青葉の緑が鮮やかに映る季節になりました。「緑」という漢字を調べてみると、つくりの部分「彔」は若い竹から皮を剥ぎ取り緑の茎を現すことを示し、それに糸偏をつけた「緑」という字は、若竹の色に染められた糸の色を表しているとあります。

タケは、庭園や竹林に植えられたり、また春のごちそうとしてタケノコを楽しんだりと、現代においても比較的身近な植物です。タケは、一年中、緑を保っているようにみえる植物ですが、実はタケノコが生長した後、春から初夏にかけて葉が黄変し、「竹の秋」と呼ばれる葉の生え変わる時期を迎えます。そして、他の樹木が紅葉をはじめる秋は、「竹の春」と呼ばれ、若いタケは生長して新しい葉を青々と茂らせます。一方、タケというとササとの違いが必ず話題になりますが、タケノコの皮が、タケでは生長後に自然に落下しますが、ササでは残ったままで茎を包む点で区別することができます。
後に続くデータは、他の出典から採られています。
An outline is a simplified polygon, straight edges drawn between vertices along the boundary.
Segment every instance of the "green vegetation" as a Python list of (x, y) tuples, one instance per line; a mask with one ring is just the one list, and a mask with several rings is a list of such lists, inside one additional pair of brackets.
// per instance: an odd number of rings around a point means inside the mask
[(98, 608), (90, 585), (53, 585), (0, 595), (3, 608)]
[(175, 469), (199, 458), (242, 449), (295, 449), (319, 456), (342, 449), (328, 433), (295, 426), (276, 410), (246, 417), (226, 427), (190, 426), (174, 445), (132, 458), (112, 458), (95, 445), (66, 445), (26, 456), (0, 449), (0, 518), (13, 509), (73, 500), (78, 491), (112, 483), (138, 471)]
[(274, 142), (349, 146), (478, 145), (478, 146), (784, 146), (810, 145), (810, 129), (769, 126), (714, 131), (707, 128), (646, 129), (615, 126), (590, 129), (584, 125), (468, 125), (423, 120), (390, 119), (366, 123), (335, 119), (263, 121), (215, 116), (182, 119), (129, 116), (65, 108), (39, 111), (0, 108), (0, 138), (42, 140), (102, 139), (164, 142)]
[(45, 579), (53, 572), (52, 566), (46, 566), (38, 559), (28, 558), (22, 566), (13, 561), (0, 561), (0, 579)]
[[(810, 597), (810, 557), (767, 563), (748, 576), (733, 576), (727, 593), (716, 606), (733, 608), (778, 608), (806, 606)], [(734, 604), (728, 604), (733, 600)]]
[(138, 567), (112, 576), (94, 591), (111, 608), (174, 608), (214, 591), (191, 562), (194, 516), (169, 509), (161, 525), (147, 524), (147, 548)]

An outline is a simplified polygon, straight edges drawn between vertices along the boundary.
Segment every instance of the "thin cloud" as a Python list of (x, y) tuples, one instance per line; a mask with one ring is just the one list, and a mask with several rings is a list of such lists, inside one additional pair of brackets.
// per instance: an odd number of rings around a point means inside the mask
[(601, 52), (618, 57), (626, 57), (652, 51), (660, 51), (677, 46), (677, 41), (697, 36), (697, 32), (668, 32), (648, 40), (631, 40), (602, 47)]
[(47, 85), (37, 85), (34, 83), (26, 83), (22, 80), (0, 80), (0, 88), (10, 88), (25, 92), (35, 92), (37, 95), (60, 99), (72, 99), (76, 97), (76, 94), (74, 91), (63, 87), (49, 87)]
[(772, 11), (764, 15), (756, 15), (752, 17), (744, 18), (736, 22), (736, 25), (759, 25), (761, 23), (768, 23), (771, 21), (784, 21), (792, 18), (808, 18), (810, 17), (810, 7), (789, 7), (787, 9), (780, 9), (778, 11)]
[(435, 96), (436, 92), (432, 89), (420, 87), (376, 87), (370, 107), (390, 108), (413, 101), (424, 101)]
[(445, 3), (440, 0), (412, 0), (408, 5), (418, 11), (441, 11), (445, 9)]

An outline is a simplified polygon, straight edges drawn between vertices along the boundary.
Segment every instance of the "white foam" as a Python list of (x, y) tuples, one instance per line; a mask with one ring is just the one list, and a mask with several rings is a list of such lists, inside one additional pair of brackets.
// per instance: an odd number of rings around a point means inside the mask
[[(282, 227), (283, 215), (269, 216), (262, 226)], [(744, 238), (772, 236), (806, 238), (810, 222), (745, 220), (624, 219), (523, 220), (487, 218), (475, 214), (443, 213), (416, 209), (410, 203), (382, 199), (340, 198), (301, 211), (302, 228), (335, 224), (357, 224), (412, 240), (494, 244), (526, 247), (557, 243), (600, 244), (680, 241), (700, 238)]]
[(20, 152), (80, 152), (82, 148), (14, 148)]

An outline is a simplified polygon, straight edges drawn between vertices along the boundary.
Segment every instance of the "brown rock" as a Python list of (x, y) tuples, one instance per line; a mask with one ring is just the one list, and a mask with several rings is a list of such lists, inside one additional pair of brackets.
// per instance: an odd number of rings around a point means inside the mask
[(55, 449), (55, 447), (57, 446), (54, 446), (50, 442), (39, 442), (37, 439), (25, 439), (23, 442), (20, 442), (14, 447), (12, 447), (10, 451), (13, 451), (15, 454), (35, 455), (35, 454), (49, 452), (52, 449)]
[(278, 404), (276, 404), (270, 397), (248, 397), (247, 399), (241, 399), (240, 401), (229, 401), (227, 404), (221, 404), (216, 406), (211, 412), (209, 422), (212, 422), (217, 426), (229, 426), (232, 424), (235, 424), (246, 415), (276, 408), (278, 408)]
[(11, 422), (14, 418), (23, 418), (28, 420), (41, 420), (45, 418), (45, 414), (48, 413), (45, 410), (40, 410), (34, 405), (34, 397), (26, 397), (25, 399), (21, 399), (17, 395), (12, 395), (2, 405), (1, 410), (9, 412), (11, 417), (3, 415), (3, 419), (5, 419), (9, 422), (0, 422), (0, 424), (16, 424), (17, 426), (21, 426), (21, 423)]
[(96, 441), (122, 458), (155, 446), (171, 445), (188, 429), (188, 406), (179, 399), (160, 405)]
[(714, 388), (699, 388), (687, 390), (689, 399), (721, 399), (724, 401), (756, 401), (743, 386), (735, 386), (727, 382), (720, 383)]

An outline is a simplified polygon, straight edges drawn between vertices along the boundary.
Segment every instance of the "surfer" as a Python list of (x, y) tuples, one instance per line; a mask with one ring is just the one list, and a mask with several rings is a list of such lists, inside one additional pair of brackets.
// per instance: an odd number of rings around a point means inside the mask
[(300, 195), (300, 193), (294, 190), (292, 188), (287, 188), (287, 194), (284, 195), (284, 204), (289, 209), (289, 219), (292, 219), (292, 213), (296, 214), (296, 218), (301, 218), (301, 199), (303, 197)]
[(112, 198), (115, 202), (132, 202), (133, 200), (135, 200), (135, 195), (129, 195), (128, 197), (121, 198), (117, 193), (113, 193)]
タケは正月の門松、七夕飾りなど、日本の伝統的な行事に欠かせません。また日本では、身の回りで使われる日用品は、かつてはタケを材料としたものが多くみられました。しかし、近年はプラスチック製品があふれています。日本人がタケを利用してきたという文化を後世に伝えていくためにも、竹製品を見直し、少しでも使い続けていきたいものです。

タケ類に由来する生薬は、竹葉、竹筎、竹瀝、竹黄、竹巻心、竹衣、竹花など多岐に渡ります。『神農本草経』には、竹葉の名で収載され、『名医別録』には菫竹葉、淡竹葉、苦竹葉の3種類が収載されています。なお、『日本薬局方外生薬規格2012』には、「チクジョ(竹筎)」が収載され、その基源は、ハチク、マダケなどの稈(茎)の内層と規定されています。竹筎は、温胆湯などに配合されて用います。